Je pousse un long souffle pour reprendre mon sang-froid, je ne pourrais pas avoir assez d’argent en quelques jours pour récolter la somme convenu plus les intérêts. Si je ne peux pas avoir plus d’argent il me faut plus de temps.
« Laissez moi sept jours de plus. »
Plusieurs ricanements s’élèvent cette fois.
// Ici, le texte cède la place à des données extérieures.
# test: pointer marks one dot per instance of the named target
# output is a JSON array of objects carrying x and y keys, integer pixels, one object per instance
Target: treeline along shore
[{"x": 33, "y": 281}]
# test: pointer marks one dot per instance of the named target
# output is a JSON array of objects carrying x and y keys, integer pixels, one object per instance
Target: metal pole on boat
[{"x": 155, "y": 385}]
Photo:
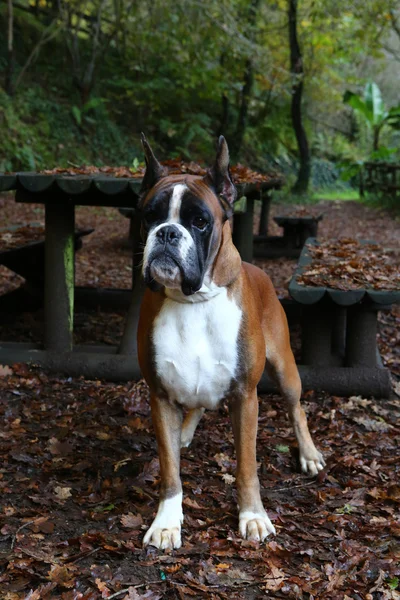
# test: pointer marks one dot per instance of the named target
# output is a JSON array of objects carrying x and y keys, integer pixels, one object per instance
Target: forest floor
[{"x": 80, "y": 474}]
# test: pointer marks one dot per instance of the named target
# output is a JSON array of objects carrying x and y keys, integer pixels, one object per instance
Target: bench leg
[
  {"x": 59, "y": 277},
  {"x": 129, "y": 343},
  {"x": 264, "y": 217},
  {"x": 361, "y": 346},
  {"x": 316, "y": 336}
]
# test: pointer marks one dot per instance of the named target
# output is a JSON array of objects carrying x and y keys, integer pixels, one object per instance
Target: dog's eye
[
  {"x": 199, "y": 222},
  {"x": 149, "y": 216}
]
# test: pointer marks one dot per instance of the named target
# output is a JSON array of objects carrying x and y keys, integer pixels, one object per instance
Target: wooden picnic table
[
  {"x": 60, "y": 194},
  {"x": 339, "y": 334}
]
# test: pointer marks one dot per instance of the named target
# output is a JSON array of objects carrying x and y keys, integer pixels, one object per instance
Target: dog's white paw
[
  {"x": 165, "y": 531},
  {"x": 255, "y": 526},
  {"x": 311, "y": 461},
  {"x": 186, "y": 438},
  {"x": 163, "y": 539}
]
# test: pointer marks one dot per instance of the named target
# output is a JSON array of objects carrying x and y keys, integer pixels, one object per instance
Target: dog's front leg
[
  {"x": 165, "y": 531},
  {"x": 254, "y": 523}
]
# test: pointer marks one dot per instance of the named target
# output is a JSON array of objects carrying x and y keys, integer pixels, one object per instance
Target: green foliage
[
  {"x": 176, "y": 70},
  {"x": 372, "y": 109}
]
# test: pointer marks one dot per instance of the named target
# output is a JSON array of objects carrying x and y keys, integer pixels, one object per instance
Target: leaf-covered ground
[{"x": 79, "y": 471}]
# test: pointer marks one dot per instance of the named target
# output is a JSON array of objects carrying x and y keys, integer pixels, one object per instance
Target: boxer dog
[{"x": 208, "y": 326}]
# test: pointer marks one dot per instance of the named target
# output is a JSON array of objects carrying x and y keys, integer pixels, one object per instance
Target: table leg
[
  {"x": 316, "y": 336},
  {"x": 243, "y": 232},
  {"x": 361, "y": 347},
  {"x": 59, "y": 277},
  {"x": 265, "y": 206}
]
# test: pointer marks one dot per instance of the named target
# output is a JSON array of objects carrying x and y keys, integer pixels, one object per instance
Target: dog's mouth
[{"x": 164, "y": 270}]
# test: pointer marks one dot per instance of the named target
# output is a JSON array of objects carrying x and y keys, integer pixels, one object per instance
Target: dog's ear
[
  {"x": 219, "y": 178},
  {"x": 154, "y": 171},
  {"x": 228, "y": 263}
]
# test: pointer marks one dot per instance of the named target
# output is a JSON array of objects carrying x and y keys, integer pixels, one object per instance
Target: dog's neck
[{"x": 207, "y": 291}]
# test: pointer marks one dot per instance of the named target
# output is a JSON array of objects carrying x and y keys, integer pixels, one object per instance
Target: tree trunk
[
  {"x": 377, "y": 131},
  {"x": 10, "y": 49},
  {"x": 244, "y": 108},
  {"x": 248, "y": 81},
  {"x": 296, "y": 68}
]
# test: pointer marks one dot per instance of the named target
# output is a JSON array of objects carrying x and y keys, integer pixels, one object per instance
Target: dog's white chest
[{"x": 196, "y": 350}]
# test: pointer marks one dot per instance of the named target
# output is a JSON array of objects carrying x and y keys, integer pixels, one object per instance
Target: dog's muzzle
[{"x": 170, "y": 259}]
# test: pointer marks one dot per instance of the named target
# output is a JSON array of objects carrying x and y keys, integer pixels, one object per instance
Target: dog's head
[{"x": 185, "y": 224}]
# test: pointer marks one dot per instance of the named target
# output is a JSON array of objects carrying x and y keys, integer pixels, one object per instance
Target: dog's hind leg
[
  {"x": 189, "y": 425},
  {"x": 254, "y": 523},
  {"x": 165, "y": 531},
  {"x": 283, "y": 370}
]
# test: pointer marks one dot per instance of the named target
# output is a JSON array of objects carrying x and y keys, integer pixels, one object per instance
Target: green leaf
[
  {"x": 393, "y": 583},
  {"x": 106, "y": 508},
  {"x": 357, "y": 104},
  {"x": 92, "y": 103},
  {"x": 77, "y": 114},
  {"x": 282, "y": 448},
  {"x": 374, "y": 103},
  {"x": 346, "y": 509}
]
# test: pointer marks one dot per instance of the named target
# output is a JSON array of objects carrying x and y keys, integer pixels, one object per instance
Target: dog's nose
[{"x": 169, "y": 235}]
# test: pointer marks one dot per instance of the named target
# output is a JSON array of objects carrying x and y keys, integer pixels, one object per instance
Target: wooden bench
[
  {"x": 339, "y": 349},
  {"x": 26, "y": 257},
  {"x": 296, "y": 230}
]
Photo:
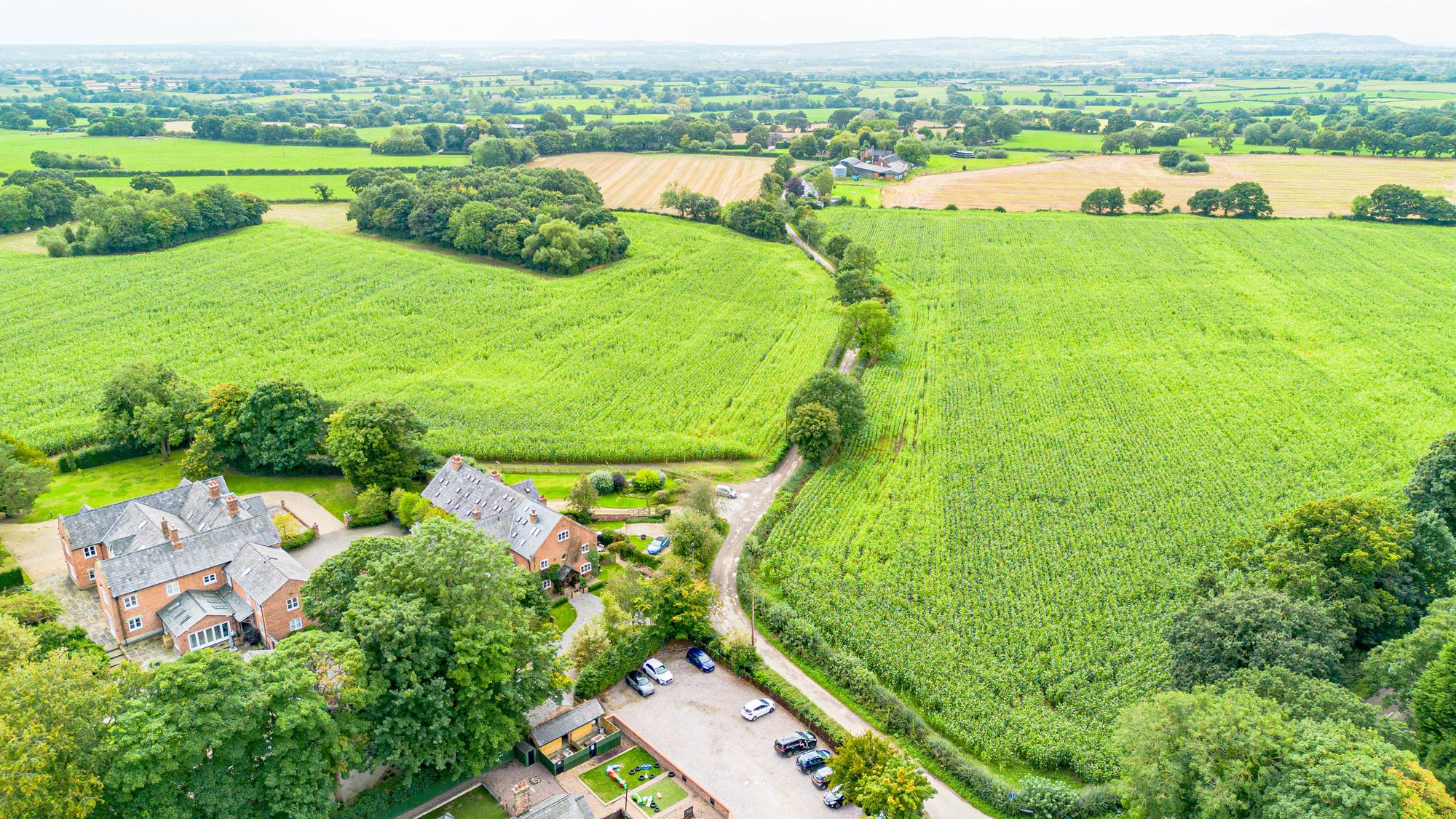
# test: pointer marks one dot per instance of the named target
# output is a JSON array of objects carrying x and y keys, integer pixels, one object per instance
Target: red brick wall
[{"x": 152, "y": 599}]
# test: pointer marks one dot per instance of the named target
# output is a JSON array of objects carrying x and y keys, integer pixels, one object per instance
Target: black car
[
  {"x": 797, "y": 742},
  {"x": 812, "y": 761}
]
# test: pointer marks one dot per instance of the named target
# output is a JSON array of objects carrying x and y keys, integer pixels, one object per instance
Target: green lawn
[
  {"x": 111, "y": 483},
  {"x": 602, "y": 786},
  {"x": 475, "y": 803},
  {"x": 564, "y": 614}
]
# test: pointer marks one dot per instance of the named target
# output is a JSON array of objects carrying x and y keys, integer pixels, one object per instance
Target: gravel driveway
[{"x": 697, "y": 724}]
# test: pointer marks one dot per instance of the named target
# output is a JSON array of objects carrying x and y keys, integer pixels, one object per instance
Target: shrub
[
  {"x": 602, "y": 480},
  {"x": 371, "y": 509},
  {"x": 647, "y": 481}
]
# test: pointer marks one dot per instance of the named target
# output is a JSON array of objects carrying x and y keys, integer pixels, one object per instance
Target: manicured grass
[
  {"x": 123, "y": 480},
  {"x": 643, "y": 369},
  {"x": 608, "y": 790},
  {"x": 272, "y": 189},
  {"x": 564, "y": 614},
  {"x": 1080, "y": 416},
  {"x": 475, "y": 803},
  {"x": 186, "y": 154}
]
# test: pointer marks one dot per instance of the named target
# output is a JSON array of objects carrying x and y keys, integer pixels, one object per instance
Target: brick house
[
  {"x": 516, "y": 515},
  {"x": 196, "y": 564}
]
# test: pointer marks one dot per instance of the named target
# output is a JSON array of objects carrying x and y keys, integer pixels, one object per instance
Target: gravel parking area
[{"x": 697, "y": 724}]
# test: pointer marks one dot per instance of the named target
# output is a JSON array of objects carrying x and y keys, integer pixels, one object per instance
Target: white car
[
  {"x": 758, "y": 708},
  {"x": 657, "y": 670}
]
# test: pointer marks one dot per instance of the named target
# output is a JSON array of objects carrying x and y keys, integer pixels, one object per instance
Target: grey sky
[{"x": 1428, "y": 23}]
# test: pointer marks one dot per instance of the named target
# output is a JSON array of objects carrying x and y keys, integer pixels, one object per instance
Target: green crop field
[
  {"x": 1081, "y": 413},
  {"x": 184, "y": 154},
  {"x": 675, "y": 353}
]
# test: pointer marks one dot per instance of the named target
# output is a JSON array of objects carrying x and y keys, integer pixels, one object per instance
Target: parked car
[
  {"x": 758, "y": 708},
  {"x": 835, "y": 797},
  {"x": 640, "y": 682},
  {"x": 657, "y": 670},
  {"x": 797, "y": 742},
  {"x": 701, "y": 659},
  {"x": 812, "y": 759}
]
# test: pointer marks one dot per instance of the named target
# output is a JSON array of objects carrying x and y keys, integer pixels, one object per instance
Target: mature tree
[
  {"x": 583, "y": 496},
  {"x": 1205, "y": 202},
  {"x": 21, "y": 483},
  {"x": 1349, "y": 553},
  {"x": 53, "y": 727},
  {"x": 694, "y": 534},
  {"x": 839, "y": 392},
  {"x": 151, "y": 181},
  {"x": 1433, "y": 486},
  {"x": 1147, "y": 199},
  {"x": 1246, "y": 200},
  {"x": 1199, "y": 755},
  {"x": 898, "y": 791},
  {"x": 815, "y": 429},
  {"x": 870, "y": 325},
  {"x": 279, "y": 426},
  {"x": 681, "y": 601},
  {"x": 1253, "y": 628},
  {"x": 213, "y": 736},
  {"x": 330, "y": 586},
  {"x": 376, "y": 443},
  {"x": 445, "y": 621},
  {"x": 148, "y": 403}
]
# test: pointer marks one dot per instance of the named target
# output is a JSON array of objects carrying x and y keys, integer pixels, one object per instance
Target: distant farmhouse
[
  {"x": 873, "y": 164},
  {"x": 194, "y": 564},
  {"x": 518, "y": 515}
]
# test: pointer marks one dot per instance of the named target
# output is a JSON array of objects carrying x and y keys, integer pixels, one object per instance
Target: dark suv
[
  {"x": 797, "y": 742},
  {"x": 812, "y": 761}
]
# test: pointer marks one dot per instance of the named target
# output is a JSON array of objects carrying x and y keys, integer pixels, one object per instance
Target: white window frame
[{"x": 210, "y": 636}]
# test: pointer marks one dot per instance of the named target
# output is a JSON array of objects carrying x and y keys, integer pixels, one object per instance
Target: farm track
[{"x": 1298, "y": 186}]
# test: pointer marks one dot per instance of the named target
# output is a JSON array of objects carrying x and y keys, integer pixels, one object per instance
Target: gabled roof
[
  {"x": 505, "y": 512},
  {"x": 263, "y": 570},
  {"x": 566, "y": 723}
]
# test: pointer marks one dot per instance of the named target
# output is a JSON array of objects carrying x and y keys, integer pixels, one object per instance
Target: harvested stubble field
[
  {"x": 1298, "y": 186},
  {"x": 637, "y": 180}
]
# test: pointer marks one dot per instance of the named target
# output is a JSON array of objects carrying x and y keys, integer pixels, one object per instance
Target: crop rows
[
  {"x": 1081, "y": 413},
  {"x": 687, "y": 350}
]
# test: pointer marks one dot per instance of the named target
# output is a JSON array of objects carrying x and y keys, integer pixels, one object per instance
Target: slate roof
[
  {"x": 563, "y": 724},
  {"x": 561, "y": 806},
  {"x": 189, "y": 608},
  {"x": 263, "y": 570},
  {"x": 462, "y": 490}
]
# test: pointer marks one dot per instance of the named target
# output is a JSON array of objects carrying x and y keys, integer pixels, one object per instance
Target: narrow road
[{"x": 743, "y": 515}]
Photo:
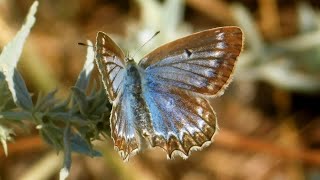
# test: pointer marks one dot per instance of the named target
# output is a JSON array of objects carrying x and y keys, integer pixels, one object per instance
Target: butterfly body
[{"x": 164, "y": 100}]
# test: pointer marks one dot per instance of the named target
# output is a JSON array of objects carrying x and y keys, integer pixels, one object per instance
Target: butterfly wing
[
  {"x": 202, "y": 62},
  {"x": 110, "y": 62},
  {"x": 178, "y": 79}
]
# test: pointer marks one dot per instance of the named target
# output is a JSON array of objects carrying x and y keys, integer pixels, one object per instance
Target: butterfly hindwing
[
  {"x": 180, "y": 121},
  {"x": 122, "y": 128},
  {"x": 110, "y": 61},
  {"x": 164, "y": 100},
  {"x": 179, "y": 77}
]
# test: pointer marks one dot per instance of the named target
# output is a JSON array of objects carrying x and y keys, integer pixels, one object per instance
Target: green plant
[{"x": 67, "y": 125}]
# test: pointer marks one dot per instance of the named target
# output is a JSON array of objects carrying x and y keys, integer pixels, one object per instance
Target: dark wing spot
[{"x": 189, "y": 53}]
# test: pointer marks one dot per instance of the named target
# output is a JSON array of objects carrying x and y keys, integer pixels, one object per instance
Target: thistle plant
[{"x": 69, "y": 125}]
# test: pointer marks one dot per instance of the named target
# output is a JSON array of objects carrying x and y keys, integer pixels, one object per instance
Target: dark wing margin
[
  {"x": 110, "y": 62},
  {"x": 181, "y": 122},
  {"x": 122, "y": 129},
  {"x": 202, "y": 63}
]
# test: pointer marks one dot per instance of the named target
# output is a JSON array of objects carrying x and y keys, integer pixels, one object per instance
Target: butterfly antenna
[
  {"x": 84, "y": 44},
  {"x": 136, "y": 51}
]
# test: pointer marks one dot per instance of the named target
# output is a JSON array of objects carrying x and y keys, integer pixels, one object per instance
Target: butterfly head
[{"x": 129, "y": 59}]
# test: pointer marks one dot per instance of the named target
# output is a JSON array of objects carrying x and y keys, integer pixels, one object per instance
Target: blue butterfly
[{"x": 163, "y": 100}]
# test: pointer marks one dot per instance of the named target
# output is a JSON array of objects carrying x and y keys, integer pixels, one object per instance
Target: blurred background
[{"x": 269, "y": 117}]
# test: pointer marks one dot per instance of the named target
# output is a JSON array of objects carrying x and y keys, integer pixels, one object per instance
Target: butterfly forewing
[
  {"x": 202, "y": 62},
  {"x": 110, "y": 61},
  {"x": 163, "y": 101},
  {"x": 178, "y": 77}
]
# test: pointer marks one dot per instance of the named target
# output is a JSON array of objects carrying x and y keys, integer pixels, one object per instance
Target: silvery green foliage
[
  {"x": 291, "y": 64},
  {"x": 68, "y": 125},
  {"x": 13, "y": 89}
]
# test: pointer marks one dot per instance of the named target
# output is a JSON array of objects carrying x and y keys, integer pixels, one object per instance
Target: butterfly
[{"x": 163, "y": 101}]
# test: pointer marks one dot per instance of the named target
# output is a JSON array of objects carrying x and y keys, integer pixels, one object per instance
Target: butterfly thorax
[{"x": 137, "y": 107}]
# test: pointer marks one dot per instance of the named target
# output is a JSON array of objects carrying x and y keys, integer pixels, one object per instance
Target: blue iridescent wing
[
  {"x": 111, "y": 65},
  {"x": 110, "y": 62},
  {"x": 179, "y": 77}
]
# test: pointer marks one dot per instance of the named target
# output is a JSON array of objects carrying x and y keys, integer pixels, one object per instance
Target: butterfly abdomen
[{"x": 136, "y": 104}]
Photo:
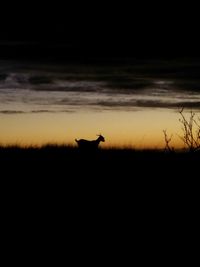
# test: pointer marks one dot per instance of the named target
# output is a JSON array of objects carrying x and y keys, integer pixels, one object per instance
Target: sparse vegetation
[{"x": 191, "y": 131}]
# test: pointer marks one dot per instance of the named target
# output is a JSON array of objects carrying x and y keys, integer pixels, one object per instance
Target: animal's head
[{"x": 101, "y": 138}]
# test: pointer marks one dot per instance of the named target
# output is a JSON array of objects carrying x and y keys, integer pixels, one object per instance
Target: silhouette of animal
[{"x": 90, "y": 144}]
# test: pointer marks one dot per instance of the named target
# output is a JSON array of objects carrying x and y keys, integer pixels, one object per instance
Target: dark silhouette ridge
[{"x": 90, "y": 144}]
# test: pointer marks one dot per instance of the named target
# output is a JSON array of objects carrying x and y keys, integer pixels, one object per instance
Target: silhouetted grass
[{"x": 108, "y": 161}]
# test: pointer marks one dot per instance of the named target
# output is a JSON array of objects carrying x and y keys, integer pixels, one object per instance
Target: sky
[{"x": 74, "y": 73}]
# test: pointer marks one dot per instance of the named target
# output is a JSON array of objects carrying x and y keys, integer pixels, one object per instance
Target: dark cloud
[{"x": 11, "y": 112}]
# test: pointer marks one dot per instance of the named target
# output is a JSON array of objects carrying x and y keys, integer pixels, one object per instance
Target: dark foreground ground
[
  {"x": 114, "y": 203},
  {"x": 59, "y": 167}
]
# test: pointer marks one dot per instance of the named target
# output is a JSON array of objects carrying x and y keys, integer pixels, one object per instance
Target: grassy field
[{"x": 69, "y": 161}]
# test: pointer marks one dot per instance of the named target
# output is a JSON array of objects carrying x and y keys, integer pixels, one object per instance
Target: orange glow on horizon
[{"x": 138, "y": 129}]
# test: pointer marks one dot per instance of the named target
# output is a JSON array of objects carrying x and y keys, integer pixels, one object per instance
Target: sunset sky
[{"x": 61, "y": 79}]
« Tu déconnes j’espère ! »
Je dépose doucement mes mains contre la porte, en approche mes lèvres, emplissant mes narines de l’odeur de poussière et de bois mort qu’elle dégage. J’articule chaque mot pour être certains qu’ils soient compris et qu’ils en comprennent le sens.
« Donnez moi une semaine supplémentaire et je vous triplerais la somme que je vous dois aujourd’hui. »
Un pari risqué, encore, mais pas impossible. Il existe une façon de multiplier ses Yus pour qui sait s’y prendre ou bien de tous les perdre. Le silence s’est installé derrière le bois, l’idée fait son chemin dans la tête de mon interlocuteur.
« Sept jours hein ? »
Je retiens un soupir de soulagement pour répondre.
« Le triple de la somme. »
Le silence reprend. Je retiens mon souffle. Si il décide simplement de défoncer la porte je suis mort.
« On se revoit dans sept jours l’Alchimiste. Vaudrait mieux pour toi que tu aies l’argent. »
Je reste collé à la porte sans respirer, m’assurant d’entendre les pas s’éloigner avant de reprendre une inspiration.